Ce qui lui vaudra le surnom auprès du sadhu de « Silly man » (homme bête pour ceux qui ne connaissent pas l’anglais).
Il n’aura de cesse de nous répéter cette expression « Shiva Puri » en le montrant, ce qui ne nous a pas appris grand-chose sur ce qu’il voulait dire. Nous en avons déduit que cet enfant qui n’a pas de père officiel mais plutôt une tripotée de pères stones devait certainement être considéré à présent comme le fils spirituel de Shiva et donc comme une sorte de messie.
En fait, nous apprendrons quelques jours plus tard que Shivapuri est un prénom très répandu en Inde.
Cela dit, la conversation se tourne vers nous. « Et vous, alors ? Vous n’avez pas d’enfants ? »
LA question que l’on entend partout, tout le temps depuis que l’on est partis (et même en France, elle se pose……). Incroyable, impensable pour certains que nous n’ayons pas d’enfants à nos âges.
Pour qu’on nous laisse tranquille, nous avons élaboré la stratégie du « restons vagues ». C’est-à-dire qu’à cette question, nous prenons un air un peu gêné, un peu triste, et nous répondons simplement « Non, nous n’avons pas d’enfant ». Ce qui signifie pour eux « Nous avons essayé, mais nous avons eu des problèmes » et en général c’est suffisant pour qu’ils ne posent pas plus de question.

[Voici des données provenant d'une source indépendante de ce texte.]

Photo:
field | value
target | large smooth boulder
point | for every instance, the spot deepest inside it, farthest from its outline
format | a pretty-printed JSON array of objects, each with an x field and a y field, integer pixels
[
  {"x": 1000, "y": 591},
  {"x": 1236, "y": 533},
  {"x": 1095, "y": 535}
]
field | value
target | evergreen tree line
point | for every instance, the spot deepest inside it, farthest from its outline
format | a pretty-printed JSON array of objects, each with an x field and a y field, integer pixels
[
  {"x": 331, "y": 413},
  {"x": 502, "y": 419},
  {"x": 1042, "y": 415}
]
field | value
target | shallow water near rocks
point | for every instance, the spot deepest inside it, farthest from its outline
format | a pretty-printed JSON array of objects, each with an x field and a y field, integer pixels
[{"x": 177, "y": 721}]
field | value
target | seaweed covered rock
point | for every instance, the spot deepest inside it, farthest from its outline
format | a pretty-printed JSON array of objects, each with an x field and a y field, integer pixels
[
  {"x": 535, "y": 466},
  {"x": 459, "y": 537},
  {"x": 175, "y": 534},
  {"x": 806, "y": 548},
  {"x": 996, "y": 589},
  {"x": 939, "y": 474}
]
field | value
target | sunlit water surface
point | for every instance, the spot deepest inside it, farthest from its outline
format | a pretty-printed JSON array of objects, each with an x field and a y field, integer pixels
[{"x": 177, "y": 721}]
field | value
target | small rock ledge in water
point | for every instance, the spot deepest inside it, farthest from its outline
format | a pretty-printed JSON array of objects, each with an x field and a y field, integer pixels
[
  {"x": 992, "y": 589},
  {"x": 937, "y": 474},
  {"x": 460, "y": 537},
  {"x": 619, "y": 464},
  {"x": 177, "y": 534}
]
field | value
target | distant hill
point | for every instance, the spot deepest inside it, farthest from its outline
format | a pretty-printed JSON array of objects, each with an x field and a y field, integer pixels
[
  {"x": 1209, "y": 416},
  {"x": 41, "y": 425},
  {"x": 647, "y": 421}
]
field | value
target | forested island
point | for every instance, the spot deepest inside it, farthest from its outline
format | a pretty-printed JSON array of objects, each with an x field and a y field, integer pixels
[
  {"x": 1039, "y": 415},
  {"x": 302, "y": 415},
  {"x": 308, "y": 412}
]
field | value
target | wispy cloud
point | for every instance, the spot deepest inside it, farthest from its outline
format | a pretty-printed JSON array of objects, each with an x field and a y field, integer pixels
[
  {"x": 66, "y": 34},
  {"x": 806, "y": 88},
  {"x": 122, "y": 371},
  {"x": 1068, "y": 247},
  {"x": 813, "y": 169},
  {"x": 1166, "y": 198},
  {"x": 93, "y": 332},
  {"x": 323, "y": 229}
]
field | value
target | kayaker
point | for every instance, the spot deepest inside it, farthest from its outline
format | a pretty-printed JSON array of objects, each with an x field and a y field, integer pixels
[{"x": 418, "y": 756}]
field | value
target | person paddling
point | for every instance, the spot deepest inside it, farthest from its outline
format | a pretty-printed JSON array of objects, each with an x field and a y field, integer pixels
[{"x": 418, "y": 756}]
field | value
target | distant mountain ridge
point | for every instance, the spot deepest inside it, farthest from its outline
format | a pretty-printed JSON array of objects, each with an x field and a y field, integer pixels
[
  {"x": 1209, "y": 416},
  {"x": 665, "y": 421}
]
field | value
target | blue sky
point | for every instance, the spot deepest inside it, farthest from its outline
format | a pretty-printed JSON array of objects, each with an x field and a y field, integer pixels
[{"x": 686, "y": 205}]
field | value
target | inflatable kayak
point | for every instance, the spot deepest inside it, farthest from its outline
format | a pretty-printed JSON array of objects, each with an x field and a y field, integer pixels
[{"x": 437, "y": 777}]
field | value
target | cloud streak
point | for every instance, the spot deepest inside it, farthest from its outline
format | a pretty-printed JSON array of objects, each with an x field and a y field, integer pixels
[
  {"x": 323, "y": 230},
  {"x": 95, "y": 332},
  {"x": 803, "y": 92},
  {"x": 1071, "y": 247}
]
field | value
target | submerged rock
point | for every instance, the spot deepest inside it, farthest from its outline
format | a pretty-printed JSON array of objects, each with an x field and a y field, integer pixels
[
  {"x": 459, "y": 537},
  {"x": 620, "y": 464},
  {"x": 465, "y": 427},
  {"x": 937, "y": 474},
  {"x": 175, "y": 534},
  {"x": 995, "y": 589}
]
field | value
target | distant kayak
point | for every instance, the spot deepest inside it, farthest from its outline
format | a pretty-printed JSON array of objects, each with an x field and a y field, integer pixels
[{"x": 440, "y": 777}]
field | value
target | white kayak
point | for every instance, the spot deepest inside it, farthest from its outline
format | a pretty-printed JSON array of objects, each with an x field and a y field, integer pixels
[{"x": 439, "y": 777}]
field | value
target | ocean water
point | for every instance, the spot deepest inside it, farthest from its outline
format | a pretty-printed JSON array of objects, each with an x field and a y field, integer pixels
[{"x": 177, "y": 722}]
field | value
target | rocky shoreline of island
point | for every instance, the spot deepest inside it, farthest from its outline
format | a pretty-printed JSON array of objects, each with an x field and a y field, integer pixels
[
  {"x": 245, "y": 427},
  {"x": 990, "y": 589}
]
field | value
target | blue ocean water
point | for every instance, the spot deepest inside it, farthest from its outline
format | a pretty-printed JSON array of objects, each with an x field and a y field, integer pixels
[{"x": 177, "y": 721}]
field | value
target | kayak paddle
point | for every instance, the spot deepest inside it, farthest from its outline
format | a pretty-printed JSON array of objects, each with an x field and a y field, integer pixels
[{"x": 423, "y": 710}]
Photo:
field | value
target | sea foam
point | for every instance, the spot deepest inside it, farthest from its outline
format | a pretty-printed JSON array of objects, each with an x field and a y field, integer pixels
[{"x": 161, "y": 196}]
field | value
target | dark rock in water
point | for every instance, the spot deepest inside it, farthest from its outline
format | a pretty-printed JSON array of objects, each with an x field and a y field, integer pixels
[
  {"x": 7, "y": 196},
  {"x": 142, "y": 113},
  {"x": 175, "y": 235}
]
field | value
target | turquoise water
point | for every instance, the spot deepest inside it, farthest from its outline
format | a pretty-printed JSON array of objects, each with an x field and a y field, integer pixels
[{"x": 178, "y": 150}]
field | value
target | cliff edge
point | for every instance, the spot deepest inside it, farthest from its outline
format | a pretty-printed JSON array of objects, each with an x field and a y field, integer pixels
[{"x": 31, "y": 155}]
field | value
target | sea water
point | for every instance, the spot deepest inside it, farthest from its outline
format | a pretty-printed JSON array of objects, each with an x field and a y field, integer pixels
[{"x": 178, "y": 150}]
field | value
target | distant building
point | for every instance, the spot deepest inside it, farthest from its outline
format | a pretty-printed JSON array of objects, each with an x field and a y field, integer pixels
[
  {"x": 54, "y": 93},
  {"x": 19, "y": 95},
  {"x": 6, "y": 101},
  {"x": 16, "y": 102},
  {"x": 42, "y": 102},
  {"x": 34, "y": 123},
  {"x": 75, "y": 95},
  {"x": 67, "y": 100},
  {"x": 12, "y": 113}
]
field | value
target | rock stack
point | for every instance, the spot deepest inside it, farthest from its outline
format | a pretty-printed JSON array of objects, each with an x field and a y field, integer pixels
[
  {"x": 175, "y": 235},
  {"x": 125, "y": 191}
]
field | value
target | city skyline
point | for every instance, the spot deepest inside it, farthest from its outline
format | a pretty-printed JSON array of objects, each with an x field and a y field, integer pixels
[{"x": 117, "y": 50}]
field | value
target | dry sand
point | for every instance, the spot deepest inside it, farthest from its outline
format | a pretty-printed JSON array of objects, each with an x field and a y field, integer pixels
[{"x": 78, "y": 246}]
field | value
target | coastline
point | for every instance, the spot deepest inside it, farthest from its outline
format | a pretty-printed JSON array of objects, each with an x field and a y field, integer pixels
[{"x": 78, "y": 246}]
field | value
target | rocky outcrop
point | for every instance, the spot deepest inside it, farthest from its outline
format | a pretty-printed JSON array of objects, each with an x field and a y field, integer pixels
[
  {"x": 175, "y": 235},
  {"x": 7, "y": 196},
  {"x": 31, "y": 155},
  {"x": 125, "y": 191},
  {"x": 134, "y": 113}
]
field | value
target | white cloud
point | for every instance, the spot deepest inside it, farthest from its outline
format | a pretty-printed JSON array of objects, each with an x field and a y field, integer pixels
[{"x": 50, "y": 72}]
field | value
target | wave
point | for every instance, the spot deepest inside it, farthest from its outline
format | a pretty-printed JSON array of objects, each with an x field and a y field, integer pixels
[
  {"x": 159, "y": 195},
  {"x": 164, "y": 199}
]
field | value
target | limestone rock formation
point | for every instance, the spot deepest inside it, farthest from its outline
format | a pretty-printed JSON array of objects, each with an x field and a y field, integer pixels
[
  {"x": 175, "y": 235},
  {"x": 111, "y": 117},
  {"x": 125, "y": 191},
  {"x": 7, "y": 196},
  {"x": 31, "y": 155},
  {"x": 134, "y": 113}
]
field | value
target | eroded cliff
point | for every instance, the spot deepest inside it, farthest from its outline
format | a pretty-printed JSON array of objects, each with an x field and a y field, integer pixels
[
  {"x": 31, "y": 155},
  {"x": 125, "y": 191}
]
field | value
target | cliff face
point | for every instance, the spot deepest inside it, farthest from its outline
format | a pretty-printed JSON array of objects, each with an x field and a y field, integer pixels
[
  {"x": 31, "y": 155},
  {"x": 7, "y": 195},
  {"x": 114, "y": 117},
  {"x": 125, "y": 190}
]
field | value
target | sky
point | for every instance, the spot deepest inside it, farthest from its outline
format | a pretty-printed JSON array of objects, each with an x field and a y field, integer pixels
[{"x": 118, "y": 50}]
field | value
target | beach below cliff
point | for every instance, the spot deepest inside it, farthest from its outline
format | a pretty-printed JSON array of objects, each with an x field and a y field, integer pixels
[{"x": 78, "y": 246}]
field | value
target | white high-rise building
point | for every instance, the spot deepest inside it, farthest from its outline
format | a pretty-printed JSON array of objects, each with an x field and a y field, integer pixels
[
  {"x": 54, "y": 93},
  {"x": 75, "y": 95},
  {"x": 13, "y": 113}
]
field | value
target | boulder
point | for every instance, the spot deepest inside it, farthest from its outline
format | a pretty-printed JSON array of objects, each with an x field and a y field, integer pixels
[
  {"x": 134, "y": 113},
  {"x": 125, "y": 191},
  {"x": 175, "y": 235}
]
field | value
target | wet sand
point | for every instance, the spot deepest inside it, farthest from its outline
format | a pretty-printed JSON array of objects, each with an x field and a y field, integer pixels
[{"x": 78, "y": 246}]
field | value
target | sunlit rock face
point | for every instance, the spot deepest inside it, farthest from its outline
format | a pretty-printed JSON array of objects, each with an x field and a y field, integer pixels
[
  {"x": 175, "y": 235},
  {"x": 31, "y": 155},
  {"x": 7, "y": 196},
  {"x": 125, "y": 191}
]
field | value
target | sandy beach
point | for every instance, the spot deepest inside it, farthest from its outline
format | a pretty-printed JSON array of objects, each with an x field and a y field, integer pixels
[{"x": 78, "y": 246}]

Mais en Inde cette technique ne marche pas bien. Pour eux, et vous l’aurez certainement remarqué vu leur nombre, il y a toujours une solution pour faire des enfants.
Pour preuve, les cliniques spécialisées dans la fertilité qui pullulent un peu partout, même dans les zones rurales.
Pire que cela : Une femme qui fume une cigarette en Inde, à plus forte raison une femme en âge de faire des enfants est intolérable pour certains. En me promenant ma clope à la main, je sens sur moi des regards encore plus pesants qu’à l’accoutumée et j’entends le mot « cigarette » derrière mon dos toutes les 3 minutes.
Du coup, vous vous doutez bien que notre technique de « Restons vagues » lorsque la question est posée et que j’allume une clope me revient dans la tronche en quelques secondes. « Pas étonnant qu’elle ne puisse pas lui donner d’enfants si elle fume », murmure la femme à son mari.
Mais les hommes sont plus tolérants à ce sujet. Donc revenons à notre communauté de hippie.
Le jeune nous fabrique deux colliers à base d’un fil blanc de Bramah et d’une boule étrange de Shiva. Pour que nous puissions avoir des enfants, il nous faudra faire tourner la boule sur son fil 20 fois le matin et 20 fois le soir en récitant un mantra. Fertilité assurée. Nous le remercions pour son geste et décidons qu’il nous faut repartir vers de nouvelles aventures.
Après avoir salué et remercié tous les protagonistes, notre jeune indien planeur nous prend à part et nous demande de l’argent pour le cadeau qu’il nous a fait. Ah oui, voilà. Un cadeau payant. Nous regardons dans nos poches, nous avons à peine 20 roupies. Il nous demande alors 500 roupies. Nous le regardons avec des yeux ronds, prêts à couper le lien qui s’était tissé entre lui et nous. Il se met alors à rigoler comme mes amis de Première entre la Permanence et le cours d’Italien et nous dit qu’il plaisante, qu’il voulait juste voir notre tête et que ça valait le coup.
On s’est fait avoir comme des touristes Sud Coréens.
Haridwar donc, une ville empreinte de magie, de calme et d’authentique, bien au dessus de Vârânasî en terme de culture hindoue, que nous quittons pour suivre la trace d’autres hippies, plus occidentaux ceux-là, des hippies qui font du yoga et de la méditation dans des ashrams en écoutant l’album blanc des Beatles : Direction Rishikesh, à 25 km de là.